Wir kennen den Ausdruck unter der Gürtellinie; damit ist eigentlich der »anstößige und unsaubere« Sexualbereich gemeint. Die Gürtellinie dient als Grenze zwischen dem gefährlichen unteren Bereich und dem erlaubten und sauberen oberen Bereich. Diese Grenze hat der Stotterer bis auf Halshöhe geschoben, denn er empfindet die gesamte Leiblichkeit als gefährlich und nur den Kopf als klar und sauber. Ähnlich wie der Migränepatient verschiebt auch der Stotterer seine Sexualität in den Kopf, und so krampft man oben wie unten.
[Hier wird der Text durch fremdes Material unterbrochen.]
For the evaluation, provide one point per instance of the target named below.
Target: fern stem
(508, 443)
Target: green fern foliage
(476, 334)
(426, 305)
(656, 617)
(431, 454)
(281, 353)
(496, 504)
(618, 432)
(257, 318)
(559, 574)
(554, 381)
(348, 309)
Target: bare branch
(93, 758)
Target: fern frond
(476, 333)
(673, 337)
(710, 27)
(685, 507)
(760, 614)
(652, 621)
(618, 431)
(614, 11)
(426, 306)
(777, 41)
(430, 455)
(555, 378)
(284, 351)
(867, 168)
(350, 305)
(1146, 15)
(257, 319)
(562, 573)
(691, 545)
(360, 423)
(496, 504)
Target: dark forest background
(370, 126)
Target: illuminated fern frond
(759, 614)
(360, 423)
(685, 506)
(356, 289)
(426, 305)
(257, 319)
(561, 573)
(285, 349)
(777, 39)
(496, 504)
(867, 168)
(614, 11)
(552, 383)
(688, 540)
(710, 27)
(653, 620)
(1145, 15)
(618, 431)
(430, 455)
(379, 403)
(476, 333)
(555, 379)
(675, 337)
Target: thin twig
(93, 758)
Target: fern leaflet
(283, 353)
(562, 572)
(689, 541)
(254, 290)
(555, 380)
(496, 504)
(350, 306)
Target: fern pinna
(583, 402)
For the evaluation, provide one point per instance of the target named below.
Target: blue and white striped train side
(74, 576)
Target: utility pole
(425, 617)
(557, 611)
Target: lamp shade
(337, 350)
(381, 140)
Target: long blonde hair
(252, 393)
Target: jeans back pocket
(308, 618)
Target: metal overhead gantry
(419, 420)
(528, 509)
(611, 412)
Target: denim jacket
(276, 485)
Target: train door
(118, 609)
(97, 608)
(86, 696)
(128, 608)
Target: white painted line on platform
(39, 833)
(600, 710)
Man will nicht loslassen, sich nicht öffnen für die Forderungen und Triebansprüche des Leiblichen, deren Druck immer stärker und beängstigender wird, je länger man sie unterdrückt. Das Symptom des Stotterns wird letztendlich als Ursache für Kontakt- und Partnerschwierigkeiten herangezogen - und so schließt sich wieder der Teufelskreis.
Nach dem gleichen Prinzip der Verdrehung wird auch bei stotternden Kindern die auch immer vorzufindende Hemmung als Folge des Stotterns interpretiert. Stottern ist jedoch lediglich ein Ausdruck der Hemmung - das Kind ist gehemmt - das zeigt sich auch im Stottern. Das stotternde Kind hat Angst, etwas Andrängendes herauszulassen, ihm freien Lauf zu lassen. Es hemmt den Fluß, um es besser kontrollieren zu können. Ob man dieses Andrängende Sexualität und Aggression nennen will oder bei einem Kind andere Ausdrücke bevorzugt, ist gleichgültig. Der Stotterer sagt nicht frei heraus, was kommt. Sprache ist ein Mittel des Ausdrucks. Wenn man aber dem, was von innen nach außen drückt, einen Druck entgegensetzt, so zeigt man Angst vor dem, was da zum Ausdruck drängt. Man ist nicht mehr offen. Gelingt es einem Stotterer, sich wirklich einmal zu öffnen, so ergießt sich ein gewaltiger Strom von Sex, Aggression und Sprache. Wenn alles Unausgesprochene ausgesprochen ist, gibt es keinen Grund mehr zum Stottern.